Storage Architecture

Note (2025-12-01): CephFS filesystem was recreated after a failed recovery. All CephFS data pools are empty. The cluster now uses three dedicated CephFS data pools: cephfs_data, cephfs_media, and cephfs_backups.

Storage Overview

The Dapper Cluster uses Rook Ceph as its primary storage solution, providing unified storage for all Kubernetes workloads.
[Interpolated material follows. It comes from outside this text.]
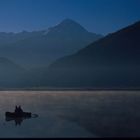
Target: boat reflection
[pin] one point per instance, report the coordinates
(19, 120)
The external Ceph cluster runs on Proxmox hosts and is connected to the Kubernetes cluster via Rook's external cluster mode.

graph TD
    subgraph External Ceph Cluster
        MON[Ceph Monitors]
        OSD[Ceph OSDs]
        MDS[Ceph MDS - CephFS]
    end

    subgraph Kubernetes Cluster
        ROOK[Rook Operator]
        CSI[Ceph CSI Drivers]
        SC[Storage Classes]
    end

    subgraph Applications
        APPS[Application Pods]
        PVC[Persistent Volume Claims]
    end

    MON --> ROOK
    ROOK --> CSI
    CSI --> SC
    SC --> PVC
    PVC --> APPS
    CSI --> MDS
    CSI --> OSD

Storage Architecture Decision

Why Rook Ceph?

The cluster migrated from OpenEBS Mayastor and various NFS backends to Rook Ceph for several key reasons:

Unified Storage Platform: Single storage solution for all workload types
External Cluster Design: Leverages existing Proxmox Ceph cluster infrastructure
High Performance: Direct Ceph integration without NFS overhead
Scalability: Native Ceph scalability for growing storage needs
Feature Rich: Snapshots, cloning, expansion, and advanced storage features
ReadWriteMany Support: CephFS provides shared filesystem access
Production Proven: Mature, widely-adopted storage solution

Migration History

Previous: OpenEBS Mayastor (block storage) + Unraid NFS backends (shared storage)
Current: Rook Ceph with CephFS and RBD (unified storage platform)
In Progress: Decommissioning Unraid servers (tower/tower-2) in favor of Ceph

Current Storage Classes

CephFS Shared Storage (Default)

Storage Class: cephfs-shared

Primary storage class for all workloads requiring dynamic provisioning.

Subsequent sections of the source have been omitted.